Friday April 11, 2014

Every medical procedure comes with some risk but when an error occurs during an operation, it can have a negative effect on the patient, causing a medical condition to worsen or lead to a patient’s death. Residents of New Haven, Connecticut, should be concerned because “never events”-or those medical mistakes that should never happen-can occur.

Sponges left in patients’ bodies are one of those events that should never happen. Unfortunately, it is difficult to determine how often a surgical object is left inside a patient’s body. Data from a Mayo Clinic review revealed that during a three-year period, one case of a foreign object left in a surgical patient occurred for every 5,500 surgeries. Another study involving malpractice settlements over two decades showed that “never” events occur more than five times a day.

The best way to ensure that all sponges are taken out of the patient’s body is by manually counting those that go in. Unfortunately, human error accounts for such medical mistakes as miscounts. The Joint Commission, a non-profit organization, found that counts are wrong about 10 percent to 15 percent of the time. According to the report, in most cases where an incorrect count occurred, healthcare providers thought they had it right.
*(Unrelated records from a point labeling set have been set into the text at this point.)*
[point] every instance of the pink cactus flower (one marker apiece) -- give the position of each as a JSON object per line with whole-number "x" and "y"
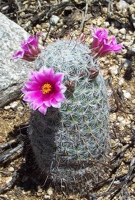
{"x": 30, "y": 49}
{"x": 103, "y": 44}
{"x": 44, "y": 89}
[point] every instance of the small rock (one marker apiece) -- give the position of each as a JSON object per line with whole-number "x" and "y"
{"x": 133, "y": 101}
{"x": 122, "y": 31}
{"x": 126, "y": 63}
{"x": 50, "y": 191}
{"x": 11, "y": 169}
{"x": 46, "y": 197}
{"x": 13, "y": 105}
{"x": 99, "y": 21}
{"x": 121, "y": 81}
{"x": 106, "y": 24}
{"x": 114, "y": 69}
{"x": 8, "y": 179}
{"x": 126, "y": 94}
{"x": 54, "y": 19}
{"x": 120, "y": 118}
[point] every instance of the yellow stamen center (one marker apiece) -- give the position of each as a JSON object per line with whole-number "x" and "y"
{"x": 46, "y": 88}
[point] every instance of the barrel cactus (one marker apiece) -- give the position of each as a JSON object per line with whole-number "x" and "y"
{"x": 64, "y": 140}
{"x": 70, "y": 142}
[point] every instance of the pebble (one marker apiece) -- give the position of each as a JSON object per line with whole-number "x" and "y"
{"x": 47, "y": 197}
{"x": 106, "y": 24}
{"x": 121, "y": 81}
{"x": 13, "y": 105}
{"x": 114, "y": 69}
{"x": 126, "y": 94}
{"x": 122, "y": 31}
{"x": 120, "y": 118}
{"x": 54, "y": 19}
{"x": 126, "y": 63}
{"x": 50, "y": 191}
{"x": 133, "y": 101}
{"x": 11, "y": 169}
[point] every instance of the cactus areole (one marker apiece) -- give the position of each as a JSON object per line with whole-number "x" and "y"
{"x": 66, "y": 139}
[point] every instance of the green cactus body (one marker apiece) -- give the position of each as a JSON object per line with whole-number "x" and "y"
{"x": 65, "y": 140}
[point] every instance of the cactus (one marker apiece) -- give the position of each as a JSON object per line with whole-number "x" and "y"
{"x": 66, "y": 140}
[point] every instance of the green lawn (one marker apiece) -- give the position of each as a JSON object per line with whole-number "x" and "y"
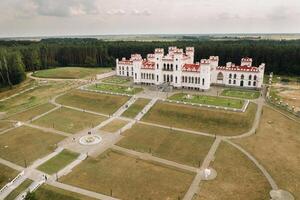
{"x": 213, "y": 121}
{"x": 102, "y": 103}
{"x": 58, "y": 162}
{"x": 48, "y": 192}
{"x": 116, "y": 88}
{"x": 70, "y": 72}
{"x": 129, "y": 178}
{"x": 21, "y": 188}
{"x": 69, "y": 120}
{"x": 25, "y": 144}
{"x": 33, "y": 112}
{"x": 116, "y": 80}
{"x": 115, "y": 125}
{"x": 239, "y": 93}
{"x": 208, "y": 100}
{"x": 238, "y": 178}
{"x": 172, "y": 145}
{"x": 135, "y": 108}
{"x": 6, "y": 174}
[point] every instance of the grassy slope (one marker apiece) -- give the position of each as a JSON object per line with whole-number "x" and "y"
{"x": 58, "y": 162}
{"x": 129, "y": 178}
{"x": 200, "y": 119}
{"x": 135, "y": 108}
{"x": 115, "y": 125}
{"x": 209, "y": 100}
{"x": 101, "y": 103}
{"x": 6, "y": 174}
{"x": 238, "y": 178}
{"x": 35, "y": 144}
{"x": 47, "y": 192}
{"x": 69, "y": 120}
{"x": 177, "y": 146}
{"x": 276, "y": 146}
{"x": 70, "y": 72}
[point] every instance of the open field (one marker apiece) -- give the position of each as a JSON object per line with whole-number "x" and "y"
{"x": 5, "y": 125}
{"x": 47, "y": 192}
{"x": 69, "y": 120}
{"x": 172, "y": 145}
{"x": 58, "y": 162}
{"x": 208, "y": 100}
{"x": 213, "y": 121}
{"x": 116, "y": 80}
{"x": 115, "y": 125}
{"x": 6, "y": 175}
{"x": 19, "y": 190}
{"x": 276, "y": 146}
{"x": 238, "y": 178}
{"x": 116, "y": 88}
{"x": 31, "y": 113}
{"x": 37, "y": 96}
{"x": 136, "y": 107}
{"x": 70, "y": 72}
{"x": 102, "y": 103}
{"x": 129, "y": 178}
{"x": 6, "y": 92}
{"x": 239, "y": 93}
{"x": 25, "y": 144}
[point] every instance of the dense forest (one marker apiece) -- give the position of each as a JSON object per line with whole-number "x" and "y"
{"x": 281, "y": 57}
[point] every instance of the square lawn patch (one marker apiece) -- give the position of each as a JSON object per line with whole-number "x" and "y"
{"x": 69, "y": 120}
{"x": 97, "y": 102}
{"x": 181, "y": 147}
{"x": 129, "y": 178}
{"x": 25, "y": 145}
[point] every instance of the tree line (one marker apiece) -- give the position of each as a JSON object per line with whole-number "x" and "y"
{"x": 281, "y": 57}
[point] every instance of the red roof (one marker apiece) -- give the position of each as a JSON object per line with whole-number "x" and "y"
{"x": 148, "y": 65}
{"x": 191, "y": 67}
{"x": 239, "y": 68}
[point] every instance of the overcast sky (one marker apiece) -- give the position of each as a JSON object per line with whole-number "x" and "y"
{"x": 96, "y": 17}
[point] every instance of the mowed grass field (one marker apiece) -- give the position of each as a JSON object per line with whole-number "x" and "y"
{"x": 115, "y": 125}
{"x": 31, "y": 113}
{"x": 276, "y": 146}
{"x": 6, "y": 174}
{"x": 32, "y": 98}
{"x": 212, "y": 121}
{"x": 69, "y": 120}
{"x": 129, "y": 178}
{"x": 116, "y": 89}
{"x": 239, "y": 93}
{"x": 116, "y": 80}
{"x": 16, "y": 192}
{"x": 27, "y": 144}
{"x": 238, "y": 178}
{"x": 136, "y": 107}
{"x": 184, "y": 148}
{"x": 208, "y": 100}
{"x": 58, "y": 162}
{"x": 70, "y": 72}
{"x": 102, "y": 103}
{"x": 47, "y": 192}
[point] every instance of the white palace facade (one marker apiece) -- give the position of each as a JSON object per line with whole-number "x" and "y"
{"x": 177, "y": 68}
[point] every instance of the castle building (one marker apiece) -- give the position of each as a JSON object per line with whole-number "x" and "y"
{"x": 177, "y": 68}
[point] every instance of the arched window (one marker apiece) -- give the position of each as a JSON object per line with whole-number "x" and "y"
{"x": 220, "y": 76}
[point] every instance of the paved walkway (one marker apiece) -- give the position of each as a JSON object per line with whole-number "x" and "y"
{"x": 147, "y": 156}
{"x": 194, "y": 188}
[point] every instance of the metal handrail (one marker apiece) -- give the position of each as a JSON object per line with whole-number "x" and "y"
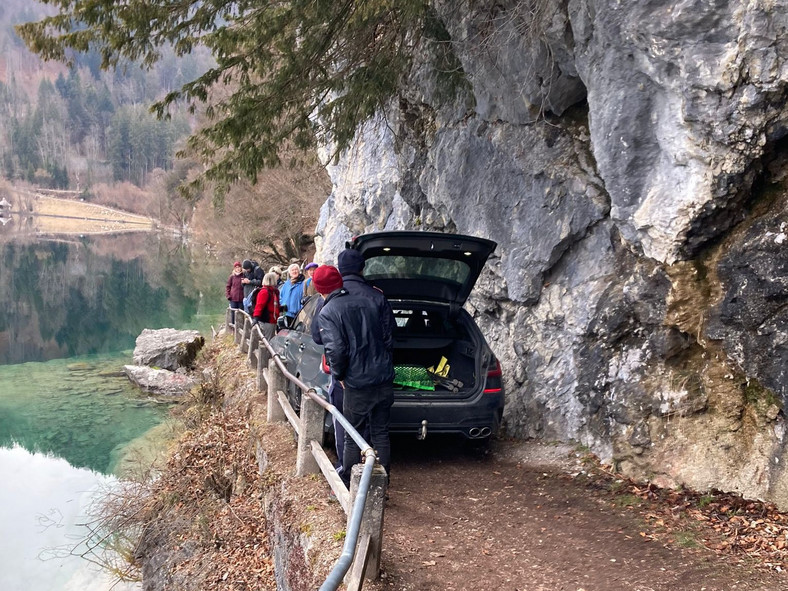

Technologies are being developed to avoid the occurrences that bring on medical malpractice lawsuits. One company, for instance, developed a technology using sponges with barcodes paired with an electronic counter.

Although technology is available, medical errors can still occur because of negligence. Patients can suffer because of medical mistakes and can incur additional medical expenses and other costs. In addition, a longer hospital stay or recovery can result in lost wages. The victim may consider filing a medical malpractice lawsuit seeking compensation from negligent medical staff or hospital.